The Holy Bible: English Standard Version (Wheaton, IL: Crossway Bibles, 2016), Ex 12:1–14.

Just as God delivered Israel from bondage in Egypt, God delivers us from the slavery of sin that bonds us to the punishment of death. To bring freedom to the people of Israel meant that death was coming for many, and even when God sought to have the people freed by many other methods, nine plagues failed to convince Pharaoh to let God’s people go. Thus, death became necessary. Similarly, we failed to follow God’s previous instructions and guidance for salvation by continuously falling short of the standards in the law and perpetually cutting corners, looking for an easy way. However, Jesus followed the instructions exactly as they needed to be followed and thus provided remediation for sin. No corners were cut, even though Jesus knew the difficulty and what following the instructions meant for His life.

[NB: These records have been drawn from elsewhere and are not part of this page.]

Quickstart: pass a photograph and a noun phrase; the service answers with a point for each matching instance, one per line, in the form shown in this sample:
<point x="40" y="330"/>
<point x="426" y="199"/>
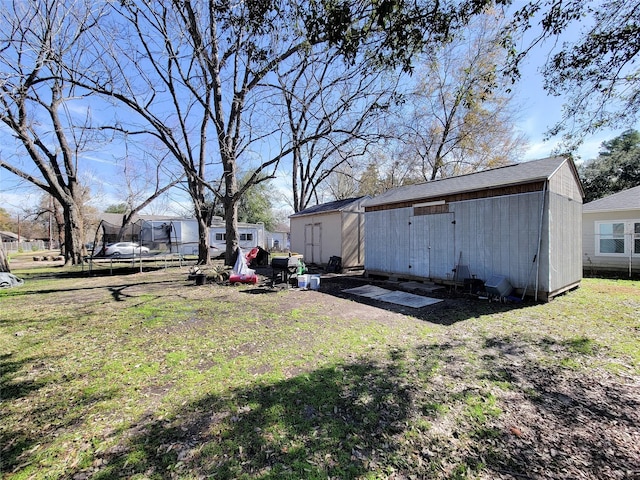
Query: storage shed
<point x="334" y="229"/>
<point x="520" y="223"/>
<point x="611" y="234"/>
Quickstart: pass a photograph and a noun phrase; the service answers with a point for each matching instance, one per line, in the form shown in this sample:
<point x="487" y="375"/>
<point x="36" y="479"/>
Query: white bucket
<point x="303" y="281"/>
<point x="314" y="282"/>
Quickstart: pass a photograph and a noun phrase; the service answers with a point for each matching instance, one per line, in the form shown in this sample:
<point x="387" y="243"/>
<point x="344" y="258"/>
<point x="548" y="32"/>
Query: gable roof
<point x="517" y="174"/>
<point x="625" y="200"/>
<point x="336" y="206"/>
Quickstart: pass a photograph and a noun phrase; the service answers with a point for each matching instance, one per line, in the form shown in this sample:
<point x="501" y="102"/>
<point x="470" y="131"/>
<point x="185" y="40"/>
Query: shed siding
<point x="498" y="236"/>
<point x="564" y="242"/>
<point x="352" y="239"/>
<point x="563" y="183"/>
<point x="492" y="236"/>
<point x="387" y="241"/>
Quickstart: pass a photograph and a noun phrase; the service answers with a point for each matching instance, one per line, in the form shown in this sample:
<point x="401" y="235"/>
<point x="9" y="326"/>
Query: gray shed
<point x="611" y="233"/>
<point x="334" y="229"/>
<point x="522" y="223"/>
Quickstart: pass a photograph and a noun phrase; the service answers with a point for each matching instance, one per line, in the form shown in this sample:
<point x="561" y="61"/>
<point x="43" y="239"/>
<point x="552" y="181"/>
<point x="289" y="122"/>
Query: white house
<point x="334" y="229"/>
<point x="611" y="234"/>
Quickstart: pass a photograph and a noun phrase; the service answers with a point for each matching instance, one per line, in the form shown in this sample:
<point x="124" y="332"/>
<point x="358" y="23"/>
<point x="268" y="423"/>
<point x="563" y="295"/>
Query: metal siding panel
<point x="441" y="233"/>
<point x="498" y="236"/>
<point x="419" y="249"/>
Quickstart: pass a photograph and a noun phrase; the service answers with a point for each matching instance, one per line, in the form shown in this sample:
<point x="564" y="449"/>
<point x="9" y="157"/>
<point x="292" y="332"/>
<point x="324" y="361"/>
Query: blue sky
<point x="539" y="111"/>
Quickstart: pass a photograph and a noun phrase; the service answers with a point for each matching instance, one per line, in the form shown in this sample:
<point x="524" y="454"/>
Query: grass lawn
<point x="144" y="375"/>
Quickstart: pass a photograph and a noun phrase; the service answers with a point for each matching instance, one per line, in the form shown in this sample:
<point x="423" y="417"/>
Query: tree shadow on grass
<point x="332" y="422"/>
<point x="563" y="423"/>
<point x="456" y="305"/>
<point x="18" y="439"/>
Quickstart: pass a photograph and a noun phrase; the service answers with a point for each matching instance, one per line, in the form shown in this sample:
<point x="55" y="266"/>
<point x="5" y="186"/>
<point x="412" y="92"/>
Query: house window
<point x="611" y="238"/>
<point x="618" y="238"/>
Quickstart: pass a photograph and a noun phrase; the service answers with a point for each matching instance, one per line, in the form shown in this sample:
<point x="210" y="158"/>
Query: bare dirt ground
<point x="555" y="422"/>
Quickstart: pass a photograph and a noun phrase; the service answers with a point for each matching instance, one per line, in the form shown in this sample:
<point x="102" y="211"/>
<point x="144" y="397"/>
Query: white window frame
<point x="629" y="237"/>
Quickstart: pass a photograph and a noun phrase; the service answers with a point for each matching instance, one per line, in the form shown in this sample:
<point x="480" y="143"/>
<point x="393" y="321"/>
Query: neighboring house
<point x="334" y="229"/>
<point x="176" y="234"/>
<point x="611" y="234"/>
<point x="521" y="222"/>
<point x="278" y="240"/>
<point x="9" y="236"/>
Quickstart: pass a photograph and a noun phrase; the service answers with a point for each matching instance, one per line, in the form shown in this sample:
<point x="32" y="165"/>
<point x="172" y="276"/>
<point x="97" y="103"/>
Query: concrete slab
<point x="390" y="296"/>
<point x="368" y="291"/>
<point x="407" y="299"/>
<point x="421" y="287"/>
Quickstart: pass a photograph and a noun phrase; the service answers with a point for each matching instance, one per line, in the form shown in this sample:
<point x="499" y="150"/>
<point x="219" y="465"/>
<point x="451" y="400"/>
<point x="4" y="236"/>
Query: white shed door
<point x="312" y="243"/>
<point x="431" y="245"/>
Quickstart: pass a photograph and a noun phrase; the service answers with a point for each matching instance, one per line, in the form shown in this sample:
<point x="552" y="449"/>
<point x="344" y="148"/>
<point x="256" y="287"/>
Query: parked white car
<point x="125" y="248"/>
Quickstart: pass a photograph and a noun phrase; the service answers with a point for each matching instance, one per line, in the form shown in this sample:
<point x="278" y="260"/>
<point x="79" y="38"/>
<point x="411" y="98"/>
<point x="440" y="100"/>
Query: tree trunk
<point x="73" y="234"/>
<point x="4" y="260"/>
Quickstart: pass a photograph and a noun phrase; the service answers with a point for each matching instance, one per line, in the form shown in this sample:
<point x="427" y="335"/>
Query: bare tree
<point x="197" y="75"/>
<point x="332" y="110"/>
<point x="4" y="261"/>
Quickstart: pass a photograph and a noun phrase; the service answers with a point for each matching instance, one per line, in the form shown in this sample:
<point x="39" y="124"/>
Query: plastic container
<point x="303" y="281"/>
<point x="314" y="282"/>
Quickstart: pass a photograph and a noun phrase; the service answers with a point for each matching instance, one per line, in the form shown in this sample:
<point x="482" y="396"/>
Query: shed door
<point x="431" y="245"/>
<point x="312" y="243"/>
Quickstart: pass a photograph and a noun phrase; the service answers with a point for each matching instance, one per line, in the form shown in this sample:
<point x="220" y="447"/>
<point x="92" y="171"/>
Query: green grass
<point x="146" y="376"/>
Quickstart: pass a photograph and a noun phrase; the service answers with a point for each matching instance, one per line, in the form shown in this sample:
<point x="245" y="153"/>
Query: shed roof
<point x="336" y="206"/>
<point x="625" y="200"/>
<point x="519" y="173"/>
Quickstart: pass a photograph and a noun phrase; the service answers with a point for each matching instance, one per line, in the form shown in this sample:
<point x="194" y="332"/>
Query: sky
<point x="539" y="111"/>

The result of not following the law or cutting corners is death. Nonetheless, it doesn’t stop us from looking for a shortcut. The instructions given to the Israelites in this passage were specific; the instructions from God called out the specific sacrifice, time, and method. Follow these instructions exactly, and death will pass over your homes; if not, the penalty is death. Our minds read this and wonder if maybe we would have cut a corner here and there to be able to get past some of the qualifications. Our society has careers built upon finding loopholes in laws and tax codes to cut as many corners as possible. However, there are no loopholes in God’s law; it requires us to follow it, or the penalty is death. Fortunately, Jesus paid that penalty for us but reminds us that even though we have sinned and subsequently redeemed, we are still commanded to follow God’s recipe to love God and love our neighbor.

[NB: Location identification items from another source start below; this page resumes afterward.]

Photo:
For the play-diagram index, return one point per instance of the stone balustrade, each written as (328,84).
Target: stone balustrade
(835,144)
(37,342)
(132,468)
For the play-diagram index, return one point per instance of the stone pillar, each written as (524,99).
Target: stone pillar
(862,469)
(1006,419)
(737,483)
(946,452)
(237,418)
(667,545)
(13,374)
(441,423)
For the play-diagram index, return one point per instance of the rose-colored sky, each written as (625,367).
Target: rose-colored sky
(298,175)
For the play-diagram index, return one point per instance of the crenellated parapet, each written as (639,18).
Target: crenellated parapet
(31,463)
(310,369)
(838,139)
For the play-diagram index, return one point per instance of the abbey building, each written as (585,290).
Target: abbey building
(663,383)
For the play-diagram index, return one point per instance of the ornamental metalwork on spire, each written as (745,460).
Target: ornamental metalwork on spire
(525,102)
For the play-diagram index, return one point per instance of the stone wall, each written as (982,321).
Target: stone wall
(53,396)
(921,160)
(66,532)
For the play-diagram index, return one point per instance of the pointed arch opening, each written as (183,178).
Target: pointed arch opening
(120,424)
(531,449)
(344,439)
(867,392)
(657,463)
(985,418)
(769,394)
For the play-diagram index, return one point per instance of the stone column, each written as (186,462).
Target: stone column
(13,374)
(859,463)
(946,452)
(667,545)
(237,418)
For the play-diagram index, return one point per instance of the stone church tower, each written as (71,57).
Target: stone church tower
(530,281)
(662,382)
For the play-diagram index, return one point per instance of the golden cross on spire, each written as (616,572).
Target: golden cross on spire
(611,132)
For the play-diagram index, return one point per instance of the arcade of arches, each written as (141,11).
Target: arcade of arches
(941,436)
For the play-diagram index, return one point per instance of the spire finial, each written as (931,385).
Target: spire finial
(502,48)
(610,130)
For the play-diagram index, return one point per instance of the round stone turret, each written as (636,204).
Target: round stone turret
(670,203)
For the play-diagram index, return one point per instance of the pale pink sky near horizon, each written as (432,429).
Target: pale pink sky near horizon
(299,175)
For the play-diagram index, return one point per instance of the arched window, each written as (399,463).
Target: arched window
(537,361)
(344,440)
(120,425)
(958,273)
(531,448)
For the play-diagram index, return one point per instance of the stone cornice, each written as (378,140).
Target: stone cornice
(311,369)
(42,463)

According to God, there is no cutting the corner of the command to follow Jesus in loving God and our neighbor. There are no acceptable excuses to follow Jesus in love; it doesn’t matter how difficult we find it to carry out. We must share God’s love with everyone. It is cutting corners to omit anyone from our purview, even if we vehemently disagree with them. God has laid out the church’s mission is to bring the people to the source of salvation, Jesus. However, when the church dehumanizes and participates in the cycle of hatred and violence, it removes itself from love. The church doesn’t get to cut the corner of offering love to those who are hard to love, nor does it cut the corner of striving after unity with all. God has given the church a mission to bring people to an understanding of salvation through Christ Jesus. Through this mission, the church will change the world as long as it follows the recipe of God, not the world’s recipes.

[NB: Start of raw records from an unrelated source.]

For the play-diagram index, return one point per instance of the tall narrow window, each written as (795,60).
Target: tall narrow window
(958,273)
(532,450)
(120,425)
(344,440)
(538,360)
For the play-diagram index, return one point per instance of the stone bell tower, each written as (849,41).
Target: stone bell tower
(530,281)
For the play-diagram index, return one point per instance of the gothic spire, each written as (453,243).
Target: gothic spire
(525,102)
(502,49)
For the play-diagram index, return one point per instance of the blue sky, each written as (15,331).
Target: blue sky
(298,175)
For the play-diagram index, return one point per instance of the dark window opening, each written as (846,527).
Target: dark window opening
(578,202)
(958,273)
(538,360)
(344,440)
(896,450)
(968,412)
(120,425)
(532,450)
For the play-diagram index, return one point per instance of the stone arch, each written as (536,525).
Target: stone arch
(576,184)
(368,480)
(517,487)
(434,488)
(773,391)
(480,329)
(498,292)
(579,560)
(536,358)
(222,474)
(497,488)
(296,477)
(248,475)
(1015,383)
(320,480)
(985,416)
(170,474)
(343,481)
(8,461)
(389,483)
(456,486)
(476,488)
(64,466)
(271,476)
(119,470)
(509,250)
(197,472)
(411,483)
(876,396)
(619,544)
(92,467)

God laid out a recipe for us to help build a beautiful, grace-filled world and even provided the necessary ingredients to make it. God gave us grace through Jesus, a perfect demonstration of what loving people look like, and a church to carry out the mission. The people of God lack nothing to construct a kingdom of love, grace, mercy, hope, and peace, but we must get out of our own way of corner-cutting to make things easier on us. Quit cutting corners and start following Jesus, and the church that will be built on that will look a lot more like Jesus and less like the organizations and governments of the world.